9. A method for heating cold hydrocarbon gas that has been transported in a tanker as cold liquefied gas and that passes from and through containment structures as the gas is offloaded from the tanker to an offloading facility and flowed from said offloading facility to a storage facility, comprising: blowing air using at least one energized blower having a through-put of air of a plurality of millions of standard cubic feet a day, at said containment structures to heat the hydrocarbon gas in the containment structures while the blown air becomes colder.

10. The method described in claim 9 wherein: said containment structures includes an elongated pipe; and including pumping said cold liquefied gas through said pipe and directing said blower at said pipe.
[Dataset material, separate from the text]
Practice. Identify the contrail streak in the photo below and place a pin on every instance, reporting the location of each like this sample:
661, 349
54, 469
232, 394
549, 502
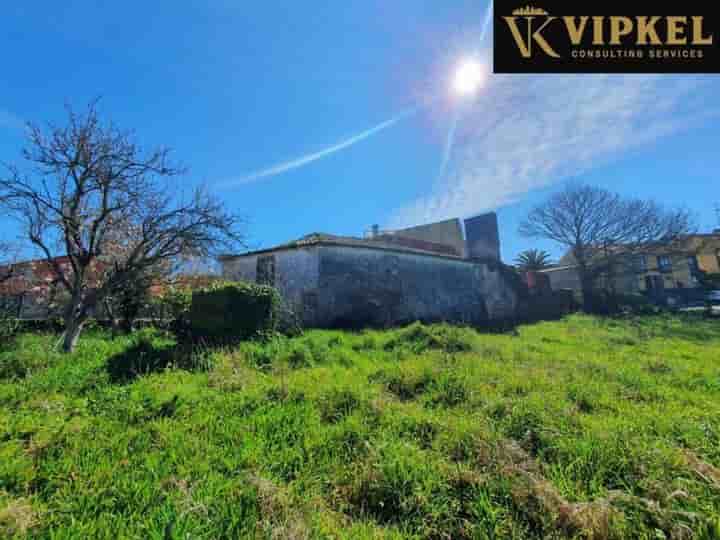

11. The method described in claim 9 wherein: at least one of said containment structures is located on said tanker, and said step of blowing includes blowing air from a blower on said offloading facility against said containment structure on said tanker.

12. The method described in claim 9 wherein: at least one of said containment structures is located on said offloading facility, and said step of blowing includes blowing air from a blower on said offloading facility against said containment structure on said offloading facility.

13. The method described in claim 12 wherein: said offloading facility is at least 0.2 kilometer from shore, to thereby enable dissipation of said cold blown air.

14. The method described in claim 9 including: applying droplets of a fluid onto said containment structure, to thereby increase heat transfer between the containment structure and blown air.